Напившись чаю, супруги пріодѣлись и отправились обозрѣвать городъ, но лишь только они вышли на лѣстницу, какъ носъ съ носомъ столкнулись съ комми-вояжеромъ. Въ глянцевомъ цилиндрѣ, въ желтыхъ перчаткахъ онъ стоялъ и съ улыбкой приподнималъ шляпу. Николай Ивановичъ отвернулся.
— Тьфу, ты пропасть! И здѣсь… Вотъ навязался-то! Какъ бѣльмо на глазу торчитъ, — пробормоталъ онъ съ неудовольствіемъ. — Да это нахалъ какой-то.
Развеселившійся было Николай Ивановичъ опять. надулся.
Внизу супруговъ встрѣтилъ оберъ-кельнеръ и съ почтительнымъ наклоненіемъ головы сказалъ по-французски:
— У насъ табль-дотъ… Завтракъ въ часъ и обѣдъ въ пять часовъ. Ежели сдѣлаете намъ честь, то потрудитесь записаться заранѣе.
Глафира Семеновна перевела мужу слова оберъ-кельнера и произнесла:
— Что-жъ, пообѣдаемъ здѣсь. Здѣсь долженъ быть хорошій обѣдъ.

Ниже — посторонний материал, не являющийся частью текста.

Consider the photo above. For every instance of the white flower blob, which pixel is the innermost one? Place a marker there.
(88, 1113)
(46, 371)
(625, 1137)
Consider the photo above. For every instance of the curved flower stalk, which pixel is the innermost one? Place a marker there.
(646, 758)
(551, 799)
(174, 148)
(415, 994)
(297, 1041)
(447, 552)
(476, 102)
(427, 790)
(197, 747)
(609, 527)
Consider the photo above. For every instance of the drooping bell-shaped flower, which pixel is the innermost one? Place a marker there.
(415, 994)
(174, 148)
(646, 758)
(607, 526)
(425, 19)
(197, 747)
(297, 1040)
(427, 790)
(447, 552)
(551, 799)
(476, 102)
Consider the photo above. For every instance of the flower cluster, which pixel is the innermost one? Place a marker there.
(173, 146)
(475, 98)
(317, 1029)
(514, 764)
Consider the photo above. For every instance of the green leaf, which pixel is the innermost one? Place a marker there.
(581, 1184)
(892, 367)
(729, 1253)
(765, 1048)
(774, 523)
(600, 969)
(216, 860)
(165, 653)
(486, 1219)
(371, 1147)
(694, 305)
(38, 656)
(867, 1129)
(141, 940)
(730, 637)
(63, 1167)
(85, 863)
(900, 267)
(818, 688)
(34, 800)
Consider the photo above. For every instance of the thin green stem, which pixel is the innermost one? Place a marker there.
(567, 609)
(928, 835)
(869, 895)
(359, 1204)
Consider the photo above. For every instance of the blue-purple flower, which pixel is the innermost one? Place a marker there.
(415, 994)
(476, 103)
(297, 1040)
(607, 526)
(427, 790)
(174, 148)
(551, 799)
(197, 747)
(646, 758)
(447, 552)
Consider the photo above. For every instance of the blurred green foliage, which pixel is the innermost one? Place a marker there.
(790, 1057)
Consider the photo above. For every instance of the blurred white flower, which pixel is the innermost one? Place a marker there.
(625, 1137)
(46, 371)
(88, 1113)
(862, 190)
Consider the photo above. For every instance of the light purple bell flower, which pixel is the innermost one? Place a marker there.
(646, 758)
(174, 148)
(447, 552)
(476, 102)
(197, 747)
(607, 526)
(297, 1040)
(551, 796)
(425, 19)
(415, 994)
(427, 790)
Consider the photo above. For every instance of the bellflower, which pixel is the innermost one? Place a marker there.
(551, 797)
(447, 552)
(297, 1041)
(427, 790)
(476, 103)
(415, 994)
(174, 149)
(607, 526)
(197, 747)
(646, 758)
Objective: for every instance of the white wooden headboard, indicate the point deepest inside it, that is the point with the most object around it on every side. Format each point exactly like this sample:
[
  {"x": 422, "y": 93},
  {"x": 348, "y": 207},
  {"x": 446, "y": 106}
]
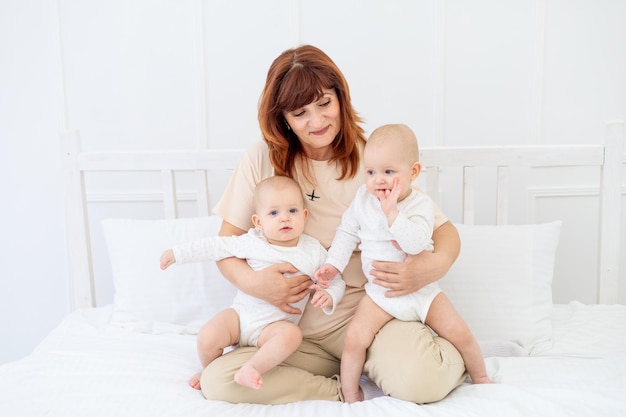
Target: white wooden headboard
[{"x": 607, "y": 158}]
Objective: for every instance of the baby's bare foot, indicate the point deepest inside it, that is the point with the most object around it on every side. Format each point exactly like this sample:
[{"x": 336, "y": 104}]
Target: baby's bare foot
[
  {"x": 194, "y": 381},
  {"x": 249, "y": 377}
]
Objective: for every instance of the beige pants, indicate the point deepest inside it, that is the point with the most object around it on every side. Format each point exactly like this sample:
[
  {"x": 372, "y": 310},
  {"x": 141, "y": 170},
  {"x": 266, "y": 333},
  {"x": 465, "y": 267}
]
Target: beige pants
[{"x": 404, "y": 360}]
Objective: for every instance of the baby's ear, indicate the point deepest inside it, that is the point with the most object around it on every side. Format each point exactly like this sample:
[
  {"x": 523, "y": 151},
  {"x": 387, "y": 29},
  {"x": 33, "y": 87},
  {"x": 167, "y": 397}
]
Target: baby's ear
[
  {"x": 256, "y": 221},
  {"x": 416, "y": 168}
]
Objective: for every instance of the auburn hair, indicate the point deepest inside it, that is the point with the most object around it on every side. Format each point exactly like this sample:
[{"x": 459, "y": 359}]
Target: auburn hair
[{"x": 296, "y": 78}]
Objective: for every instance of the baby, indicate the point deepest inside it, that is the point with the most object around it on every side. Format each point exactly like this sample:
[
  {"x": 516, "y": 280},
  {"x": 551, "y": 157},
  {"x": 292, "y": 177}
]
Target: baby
[
  {"x": 390, "y": 219},
  {"x": 277, "y": 237}
]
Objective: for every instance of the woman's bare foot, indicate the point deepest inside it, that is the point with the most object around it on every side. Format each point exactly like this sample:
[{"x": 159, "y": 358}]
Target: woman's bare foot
[
  {"x": 249, "y": 377},
  {"x": 194, "y": 381}
]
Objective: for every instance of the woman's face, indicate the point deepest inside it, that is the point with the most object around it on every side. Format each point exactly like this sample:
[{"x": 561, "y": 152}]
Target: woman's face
[{"x": 317, "y": 124}]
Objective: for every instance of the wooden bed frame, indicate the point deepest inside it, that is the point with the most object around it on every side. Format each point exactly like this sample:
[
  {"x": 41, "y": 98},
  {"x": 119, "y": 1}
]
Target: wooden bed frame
[{"x": 608, "y": 158}]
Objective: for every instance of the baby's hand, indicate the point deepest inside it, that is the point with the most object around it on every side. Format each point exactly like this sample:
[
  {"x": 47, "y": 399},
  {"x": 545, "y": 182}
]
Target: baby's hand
[
  {"x": 389, "y": 202},
  {"x": 167, "y": 258},
  {"x": 324, "y": 274},
  {"x": 321, "y": 298}
]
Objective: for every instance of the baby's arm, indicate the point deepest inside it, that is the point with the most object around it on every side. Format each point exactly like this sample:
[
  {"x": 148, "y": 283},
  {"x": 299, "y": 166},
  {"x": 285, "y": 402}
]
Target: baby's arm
[
  {"x": 413, "y": 229},
  {"x": 324, "y": 274},
  {"x": 329, "y": 298}
]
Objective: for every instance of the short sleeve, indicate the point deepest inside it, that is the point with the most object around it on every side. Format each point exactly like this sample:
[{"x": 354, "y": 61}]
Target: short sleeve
[{"x": 236, "y": 204}]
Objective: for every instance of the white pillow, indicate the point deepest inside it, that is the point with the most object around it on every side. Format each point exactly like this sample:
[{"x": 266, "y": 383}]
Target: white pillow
[
  {"x": 501, "y": 283},
  {"x": 178, "y": 300}
]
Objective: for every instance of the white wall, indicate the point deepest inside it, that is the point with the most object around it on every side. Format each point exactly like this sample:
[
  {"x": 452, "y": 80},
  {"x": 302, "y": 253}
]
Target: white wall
[{"x": 185, "y": 74}]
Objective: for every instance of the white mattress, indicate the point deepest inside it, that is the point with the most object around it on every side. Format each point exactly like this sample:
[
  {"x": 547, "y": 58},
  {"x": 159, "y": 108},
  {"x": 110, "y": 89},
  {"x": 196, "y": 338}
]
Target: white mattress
[{"x": 86, "y": 367}]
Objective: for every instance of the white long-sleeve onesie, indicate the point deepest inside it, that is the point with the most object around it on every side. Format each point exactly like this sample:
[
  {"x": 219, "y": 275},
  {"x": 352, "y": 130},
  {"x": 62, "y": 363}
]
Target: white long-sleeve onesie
[
  {"x": 255, "y": 314},
  {"x": 364, "y": 222}
]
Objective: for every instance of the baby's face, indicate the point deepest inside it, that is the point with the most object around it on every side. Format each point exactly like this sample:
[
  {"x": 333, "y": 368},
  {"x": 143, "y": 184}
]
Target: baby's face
[
  {"x": 383, "y": 164},
  {"x": 281, "y": 215}
]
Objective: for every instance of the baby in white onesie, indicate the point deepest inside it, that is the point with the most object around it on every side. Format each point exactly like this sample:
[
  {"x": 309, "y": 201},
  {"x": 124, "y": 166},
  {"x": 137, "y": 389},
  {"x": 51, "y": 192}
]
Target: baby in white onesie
[
  {"x": 277, "y": 238},
  {"x": 389, "y": 219}
]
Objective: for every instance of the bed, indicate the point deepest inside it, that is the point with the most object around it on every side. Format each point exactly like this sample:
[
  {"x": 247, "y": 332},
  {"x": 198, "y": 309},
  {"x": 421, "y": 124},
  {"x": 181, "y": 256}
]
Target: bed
[{"x": 132, "y": 356}]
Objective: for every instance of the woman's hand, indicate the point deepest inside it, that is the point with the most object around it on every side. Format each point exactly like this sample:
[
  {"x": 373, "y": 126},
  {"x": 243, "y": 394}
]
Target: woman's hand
[
  {"x": 417, "y": 271},
  {"x": 271, "y": 285}
]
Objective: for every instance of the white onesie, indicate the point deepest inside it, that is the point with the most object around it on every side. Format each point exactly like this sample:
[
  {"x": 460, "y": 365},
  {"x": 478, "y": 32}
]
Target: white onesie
[
  {"x": 365, "y": 222},
  {"x": 255, "y": 314}
]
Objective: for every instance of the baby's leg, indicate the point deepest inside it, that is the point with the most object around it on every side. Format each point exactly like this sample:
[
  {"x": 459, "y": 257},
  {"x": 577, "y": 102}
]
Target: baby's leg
[
  {"x": 218, "y": 333},
  {"x": 276, "y": 342},
  {"x": 368, "y": 319},
  {"x": 446, "y": 322}
]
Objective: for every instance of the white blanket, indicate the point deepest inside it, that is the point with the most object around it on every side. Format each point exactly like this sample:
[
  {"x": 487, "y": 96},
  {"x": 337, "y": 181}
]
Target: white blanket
[{"x": 87, "y": 367}]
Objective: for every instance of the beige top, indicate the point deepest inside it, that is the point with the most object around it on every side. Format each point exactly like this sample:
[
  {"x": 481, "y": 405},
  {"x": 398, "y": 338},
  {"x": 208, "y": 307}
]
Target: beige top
[{"x": 326, "y": 201}]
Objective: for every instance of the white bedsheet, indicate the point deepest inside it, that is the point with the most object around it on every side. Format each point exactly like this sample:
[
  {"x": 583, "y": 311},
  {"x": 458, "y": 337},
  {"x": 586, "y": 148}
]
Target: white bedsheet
[{"x": 86, "y": 367}]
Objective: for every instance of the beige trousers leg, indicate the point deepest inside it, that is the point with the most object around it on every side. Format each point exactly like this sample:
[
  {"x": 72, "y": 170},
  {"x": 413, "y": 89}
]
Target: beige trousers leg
[
  {"x": 408, "y": 363},
  {"x": 308, "y": 374},
  {"x": 404, "y": 360}
]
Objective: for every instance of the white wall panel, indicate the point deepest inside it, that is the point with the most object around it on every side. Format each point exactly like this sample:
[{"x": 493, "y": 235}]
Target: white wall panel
[
  {"x": 241, "y": 41},
  {"x": 130, "y": 73},
  {"x": 585, "y": 63},
  {"x": 387, "y": 51},
  {"x": 489, "y": 71}
]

— Чтобъ опять съ вашимъ комми-вояжеромъ встрѣтиться? Не желаю-съ, совсѣмъ не желаю, — огрызнулся Николай Ивановичъ на жену. — Лучше въ самой паршивой закусочной пообѣдаю, да чтобы съ нимъ не встрѣчаться, — вотъ онъ мнѣ до чего надоѣлъ!
LXXVIII
Женева, половина жителей которой состоитъ обыкновенно изъ чужестранцевъ, осенью бываетъ пуста, путешественники въ нее вовсе не заглядываютъ, проживающіе въ ней богатые иностранцы перебираются на берега Средиземнаго моря. Такъ было и въ данное время. Улицы были безлюдны, рестораны, кофейни и лавки безъ покупателей. Хозяева стояли на порогахъ, отъ нечего дѣлать покуривали и позѣвывали. Гуляющихъ совсѣмъ было не видно. Кое-гдѣ виднѣлись прохожіе, но они спѣшили дѣловой походкой. Первое время супруги даже не видѣли и экипажей на улицѣ, не видать было и ломовыхъ извозчиковъ. Все это несказанно поразило супруговъ послѣ парижскаго многолюдія и выставочной и бульварной толкотни.